Otro de los problemas a los que se enfrentan las niñas actualmente es la mutilación genital femenina (MGF), una práctica que implica la alteración o lesión de los genitales femeninos por motivos no médicos y que internacionalmente es reconocida como una violación de los derechos humanos. Según el Fondo de Población de Naciones Unidas, más de 140 millones de niñas y mujeres han sido víctimas de algún tipo de MGF y, de consolidarse la tendencia actual, para el año 2030, alrededor de 86 millones de niñas más serán sometidas a esa práctica.
 
Para promover la erradicación de la MGF, es necesario realizar esfuerzos coordinados y sistemáticos en los que participen las comunidades en su conjunto, y que estén centrados en los derechos humanos y la igualdad de género.

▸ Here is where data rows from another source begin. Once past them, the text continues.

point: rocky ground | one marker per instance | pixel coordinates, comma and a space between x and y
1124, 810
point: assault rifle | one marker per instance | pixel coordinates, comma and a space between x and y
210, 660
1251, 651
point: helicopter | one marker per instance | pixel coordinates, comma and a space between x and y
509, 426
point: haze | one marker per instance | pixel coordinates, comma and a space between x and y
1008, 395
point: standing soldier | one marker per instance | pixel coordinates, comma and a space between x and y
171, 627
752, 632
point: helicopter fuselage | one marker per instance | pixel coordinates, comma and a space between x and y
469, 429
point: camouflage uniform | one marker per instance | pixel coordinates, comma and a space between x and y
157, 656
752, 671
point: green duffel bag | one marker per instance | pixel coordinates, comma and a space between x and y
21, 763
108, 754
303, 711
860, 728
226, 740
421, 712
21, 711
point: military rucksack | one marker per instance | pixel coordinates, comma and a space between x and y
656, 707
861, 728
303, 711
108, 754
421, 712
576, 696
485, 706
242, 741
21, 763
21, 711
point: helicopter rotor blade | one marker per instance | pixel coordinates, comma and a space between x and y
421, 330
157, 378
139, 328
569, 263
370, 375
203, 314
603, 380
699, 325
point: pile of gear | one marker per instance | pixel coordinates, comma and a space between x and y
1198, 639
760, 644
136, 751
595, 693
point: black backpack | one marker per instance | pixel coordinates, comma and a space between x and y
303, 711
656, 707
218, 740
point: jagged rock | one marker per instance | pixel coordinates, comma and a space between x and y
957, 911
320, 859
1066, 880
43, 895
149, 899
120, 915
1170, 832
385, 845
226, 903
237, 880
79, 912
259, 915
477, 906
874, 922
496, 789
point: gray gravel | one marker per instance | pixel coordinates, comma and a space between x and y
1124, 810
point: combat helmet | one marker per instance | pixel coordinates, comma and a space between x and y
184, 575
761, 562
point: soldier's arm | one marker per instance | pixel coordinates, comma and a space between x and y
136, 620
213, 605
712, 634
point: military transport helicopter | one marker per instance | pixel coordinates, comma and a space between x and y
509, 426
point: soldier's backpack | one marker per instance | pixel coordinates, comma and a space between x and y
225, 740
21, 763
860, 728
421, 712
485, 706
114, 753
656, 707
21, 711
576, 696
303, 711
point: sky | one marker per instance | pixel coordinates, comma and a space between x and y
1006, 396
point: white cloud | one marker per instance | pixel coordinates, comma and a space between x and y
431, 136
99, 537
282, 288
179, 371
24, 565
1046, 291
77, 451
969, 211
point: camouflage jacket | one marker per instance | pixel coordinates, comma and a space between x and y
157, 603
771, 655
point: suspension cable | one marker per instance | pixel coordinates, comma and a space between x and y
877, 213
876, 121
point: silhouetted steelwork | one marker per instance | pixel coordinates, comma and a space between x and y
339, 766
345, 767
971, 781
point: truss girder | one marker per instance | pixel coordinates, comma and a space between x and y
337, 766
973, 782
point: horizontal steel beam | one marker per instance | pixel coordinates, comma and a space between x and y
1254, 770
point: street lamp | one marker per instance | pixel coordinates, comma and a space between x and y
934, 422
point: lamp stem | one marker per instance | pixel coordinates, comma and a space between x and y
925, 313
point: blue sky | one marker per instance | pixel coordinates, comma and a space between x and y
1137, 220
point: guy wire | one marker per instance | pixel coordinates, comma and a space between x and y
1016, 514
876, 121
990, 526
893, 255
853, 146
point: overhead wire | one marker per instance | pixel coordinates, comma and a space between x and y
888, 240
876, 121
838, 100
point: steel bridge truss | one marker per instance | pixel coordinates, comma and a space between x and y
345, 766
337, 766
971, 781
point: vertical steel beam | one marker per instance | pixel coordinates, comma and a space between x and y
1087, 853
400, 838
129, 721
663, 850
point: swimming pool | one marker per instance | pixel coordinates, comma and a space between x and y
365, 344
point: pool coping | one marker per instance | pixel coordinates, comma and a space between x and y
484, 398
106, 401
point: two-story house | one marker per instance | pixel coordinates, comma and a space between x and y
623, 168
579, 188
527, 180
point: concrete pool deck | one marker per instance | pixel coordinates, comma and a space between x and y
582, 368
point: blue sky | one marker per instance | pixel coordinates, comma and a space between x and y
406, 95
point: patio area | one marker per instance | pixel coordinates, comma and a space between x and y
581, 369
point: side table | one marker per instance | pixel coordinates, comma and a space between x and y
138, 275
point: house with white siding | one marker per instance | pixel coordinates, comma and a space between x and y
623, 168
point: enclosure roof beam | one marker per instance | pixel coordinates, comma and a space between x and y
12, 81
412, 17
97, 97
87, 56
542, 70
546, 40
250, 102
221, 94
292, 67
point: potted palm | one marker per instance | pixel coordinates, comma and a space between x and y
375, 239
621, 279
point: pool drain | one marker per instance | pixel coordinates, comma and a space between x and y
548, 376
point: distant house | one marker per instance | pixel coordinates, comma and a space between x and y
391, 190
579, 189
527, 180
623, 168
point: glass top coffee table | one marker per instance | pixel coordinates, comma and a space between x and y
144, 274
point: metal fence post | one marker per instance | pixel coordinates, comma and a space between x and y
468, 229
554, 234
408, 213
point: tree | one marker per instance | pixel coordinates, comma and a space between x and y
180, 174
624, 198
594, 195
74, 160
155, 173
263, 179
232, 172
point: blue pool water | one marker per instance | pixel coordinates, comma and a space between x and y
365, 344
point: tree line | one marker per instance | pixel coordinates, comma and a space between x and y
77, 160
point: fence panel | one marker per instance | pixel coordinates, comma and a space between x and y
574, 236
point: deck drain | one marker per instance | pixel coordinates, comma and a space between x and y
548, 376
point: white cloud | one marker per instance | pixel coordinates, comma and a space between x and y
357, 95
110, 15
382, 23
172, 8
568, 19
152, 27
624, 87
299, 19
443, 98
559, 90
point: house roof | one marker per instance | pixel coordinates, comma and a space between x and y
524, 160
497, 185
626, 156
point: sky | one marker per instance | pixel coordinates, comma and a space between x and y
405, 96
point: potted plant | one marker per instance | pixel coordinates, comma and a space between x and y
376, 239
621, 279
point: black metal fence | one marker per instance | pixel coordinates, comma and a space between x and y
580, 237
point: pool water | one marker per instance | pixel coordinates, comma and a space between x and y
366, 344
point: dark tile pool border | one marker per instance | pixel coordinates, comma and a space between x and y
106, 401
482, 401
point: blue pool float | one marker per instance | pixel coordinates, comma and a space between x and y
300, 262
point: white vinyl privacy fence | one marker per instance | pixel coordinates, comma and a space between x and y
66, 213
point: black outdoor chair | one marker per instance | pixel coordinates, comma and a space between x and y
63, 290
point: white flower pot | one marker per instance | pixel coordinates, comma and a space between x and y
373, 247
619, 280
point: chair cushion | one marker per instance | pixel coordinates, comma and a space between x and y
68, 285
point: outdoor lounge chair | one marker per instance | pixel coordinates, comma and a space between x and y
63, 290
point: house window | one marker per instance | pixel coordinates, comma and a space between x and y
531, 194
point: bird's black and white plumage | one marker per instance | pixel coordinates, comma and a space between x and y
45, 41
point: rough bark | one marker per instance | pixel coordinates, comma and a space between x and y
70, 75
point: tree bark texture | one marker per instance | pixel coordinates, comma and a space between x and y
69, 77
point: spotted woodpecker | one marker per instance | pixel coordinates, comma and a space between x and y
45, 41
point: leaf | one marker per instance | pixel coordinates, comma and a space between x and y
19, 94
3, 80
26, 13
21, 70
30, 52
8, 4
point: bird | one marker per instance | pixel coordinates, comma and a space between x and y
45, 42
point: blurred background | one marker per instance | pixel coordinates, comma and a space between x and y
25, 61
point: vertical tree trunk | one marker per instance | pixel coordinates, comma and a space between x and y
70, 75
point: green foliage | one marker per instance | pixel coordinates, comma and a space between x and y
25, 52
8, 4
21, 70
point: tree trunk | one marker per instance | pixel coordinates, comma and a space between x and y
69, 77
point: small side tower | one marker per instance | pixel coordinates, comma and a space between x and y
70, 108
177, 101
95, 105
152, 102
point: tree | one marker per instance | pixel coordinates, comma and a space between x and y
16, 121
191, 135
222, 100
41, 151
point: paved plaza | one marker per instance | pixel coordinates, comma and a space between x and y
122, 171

Esos esfuerzos deben incidir en el diálogo en la sociedad y el empoderamiento de las comunidades de modo que puedan actuar de forma colectiva para poner fin a esa práctica. Asimismo, deben abordar las necesidades de salud sexual y reproductiva de las mujeres y niñas que sufren sus consecuencias.
 
La FCOMCI garantiza derecho a la salud en todo el mundo
 
La Fundación y los Colegios de Médicos de España a través de su participación en programas o iniciativas de cooperación para el desarrollo, salud en emergencias y/o ayuda humanitaria defienden la protección de la salud y la mejora de las condiciones de vida de la población de los países empobrecidos.
 
Para ello, desarrolla campañas de educación en salud para la población beneficiaria y los agentes de salud locales. También trabaja por el fortalecimiento de los sistemas públicos de salud y mejora de la asistencia sanitaria.  
 
Está embarcada en proyectos de construcción y/o habilitación de centros de salud, mejora de infraestructuras y dotación de material e instrumental médico y en la capacitación y formación de profesionales de la salud local.
 
La fundación resalta además la importante labor del colectivo médico cooperante que presta atención sanitaria desde el embarazo sano al parto y hasta a los niños en los países en desarrollo y que trabaja por reducir la mortalidad entre los menores.